Training the Neural Network...
Epoch 0, Loss: 0.5025
Epoch 1000, Loss: 0.3922
Epoch 2000, Loss: 0.1850
Epoch 3000, Loss: 0.1094
Epoch 4000, Loss: 0.0796
Epoch 5000, Loss: 0.0639
Epoch 6000, Loss: 0.0542
Epoch 7000, Loss: 0.0475
Epoch 8000, Loss: 0.0426
Epoch 9000, Loss: 0.0388

Training complete!
Final Loss: 0.0358


## 5. Make Predictions (Test the network)

In [22]:
print("\nPredictions after training:")

# You can use the same forward propagation logic to test with new data
def predict(X_new):
    layer1_input_test = np.dot(X_new, weights_input_hidden) + bias_hidden
    layer1_output_test = sigmoid(layer1_input_test)

    layer2_input_test = np.dot(layer1_output_test, weights_hidden_output) + bias_output
    predicted_output_test = sigmoid(layer2_input_test)
    return predicted_output_test

# Test with our training data to see how well it learned
predictions = predict(X)
print("Input:\n", X)
print("Actual Output:\n", y)
print("Predicted Output (Raw):\n", predictions)
print("Predicted Output (Rounded):\n", np.round(predictions))

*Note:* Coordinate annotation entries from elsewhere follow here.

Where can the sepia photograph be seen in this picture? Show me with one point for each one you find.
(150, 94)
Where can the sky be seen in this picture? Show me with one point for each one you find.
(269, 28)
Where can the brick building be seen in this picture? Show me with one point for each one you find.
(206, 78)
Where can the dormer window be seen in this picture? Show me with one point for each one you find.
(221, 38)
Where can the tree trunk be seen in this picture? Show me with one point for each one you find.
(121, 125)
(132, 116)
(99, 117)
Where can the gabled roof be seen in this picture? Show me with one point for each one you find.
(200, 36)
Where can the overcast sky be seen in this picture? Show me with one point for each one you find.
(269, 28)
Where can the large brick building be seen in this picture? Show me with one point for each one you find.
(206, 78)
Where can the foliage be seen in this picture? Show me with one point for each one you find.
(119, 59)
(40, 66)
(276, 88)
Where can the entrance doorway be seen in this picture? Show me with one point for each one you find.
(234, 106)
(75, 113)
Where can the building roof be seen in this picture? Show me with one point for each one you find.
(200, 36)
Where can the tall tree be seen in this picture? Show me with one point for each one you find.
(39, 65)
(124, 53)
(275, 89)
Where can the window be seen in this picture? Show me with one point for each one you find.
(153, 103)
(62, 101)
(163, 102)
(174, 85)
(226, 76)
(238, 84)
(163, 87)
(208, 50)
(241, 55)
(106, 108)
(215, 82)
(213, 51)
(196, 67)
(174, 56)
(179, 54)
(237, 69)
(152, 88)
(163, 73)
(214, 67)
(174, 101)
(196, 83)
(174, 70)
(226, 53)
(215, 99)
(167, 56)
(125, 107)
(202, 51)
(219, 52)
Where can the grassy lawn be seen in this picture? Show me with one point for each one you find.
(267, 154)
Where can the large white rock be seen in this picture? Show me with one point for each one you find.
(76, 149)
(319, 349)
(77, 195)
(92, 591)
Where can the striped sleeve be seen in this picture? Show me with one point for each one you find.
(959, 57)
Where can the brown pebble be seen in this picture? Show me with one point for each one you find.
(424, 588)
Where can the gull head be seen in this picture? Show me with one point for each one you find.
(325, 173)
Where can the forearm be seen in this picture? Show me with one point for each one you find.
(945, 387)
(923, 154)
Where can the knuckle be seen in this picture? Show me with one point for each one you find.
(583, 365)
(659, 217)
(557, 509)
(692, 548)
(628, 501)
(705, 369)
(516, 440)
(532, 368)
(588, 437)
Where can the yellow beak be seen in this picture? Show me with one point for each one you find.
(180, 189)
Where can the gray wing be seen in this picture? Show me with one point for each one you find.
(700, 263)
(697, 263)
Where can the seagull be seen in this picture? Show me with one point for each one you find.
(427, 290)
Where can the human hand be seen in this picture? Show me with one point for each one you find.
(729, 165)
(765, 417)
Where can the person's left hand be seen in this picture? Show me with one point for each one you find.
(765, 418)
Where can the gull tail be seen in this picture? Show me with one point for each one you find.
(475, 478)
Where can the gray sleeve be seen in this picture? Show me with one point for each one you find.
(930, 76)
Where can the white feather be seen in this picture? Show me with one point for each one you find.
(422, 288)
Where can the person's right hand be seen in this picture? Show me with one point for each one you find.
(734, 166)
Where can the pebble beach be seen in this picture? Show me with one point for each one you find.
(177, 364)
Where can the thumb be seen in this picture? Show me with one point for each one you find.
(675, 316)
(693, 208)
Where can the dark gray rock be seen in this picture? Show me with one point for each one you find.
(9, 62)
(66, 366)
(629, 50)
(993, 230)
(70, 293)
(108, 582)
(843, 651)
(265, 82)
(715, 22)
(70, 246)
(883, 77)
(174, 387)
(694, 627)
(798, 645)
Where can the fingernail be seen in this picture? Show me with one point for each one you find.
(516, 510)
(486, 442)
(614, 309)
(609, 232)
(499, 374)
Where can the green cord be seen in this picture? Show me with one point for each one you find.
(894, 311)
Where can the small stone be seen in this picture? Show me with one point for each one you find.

# You can also test with a single new input
new_input = np.array([[0, 1]])
new_prediction = predict(new_input)
print(f"\nPrediction for input {new_input}: {new_prediction[0][0]:.4f} (Rounded: {np.round(new_prediction)[0][0]})")



Predictions after training:
Input:
 [[0 0]
 [0 1]
 [1 0]
 [1 1]]
Actual Output:
 [[0]
 [1]
 [1]
 [0]]
Predicted Output (Raw):
 [[0.03]
 [0.96]
 [0.96]
 [0.04]]
Predicted Output (Rounded):
 [[0.]
 [1.]
 [1.]
 [0.]]

Prediction for input [[0 1]]: 0.9645 (Rounded: 1.0)


# Explanation of the Code:
1. **sigmoid(x) and sigmoid_derivative(x):**
- The sigmoid function squashes any input value between 0 and 1. This is useful for probabilities or when you need a smooth, differentiable activation.
- Its derivative is crucial for backpropagation, as it tells us the "slope" of the activation function at a given point, which helps determine how much to adjust the weights.
  
2. **Dataset (X and y):**
- X: Our input data, representing the four possible combinations for the XOR problem ([0,0], [0,1], [1,0], [1,1]).
- y: The corresponding desired output for each input (0 for [0,0], 1 for [0,1], 1 for [1,0], 0 for [1,1]).
  
3. **Network Parameters:**
- np.random.seed(1): Ensures that the random weight initialization is the same every time you run the code, making results reproducible.
- input_neurons, hidden_neurons, output_neurons: Define the architecture of our network.
- weights_input_hidden, bias_hidden, weights_hidden_output, bias_output: These are the learnable parameters. They are initialized randomly (weights) or to zeros (biases) to break symmetry and allow the network to learn different features. The 2 * np.random.random(...) - 1 initializes weights between -1 and 1.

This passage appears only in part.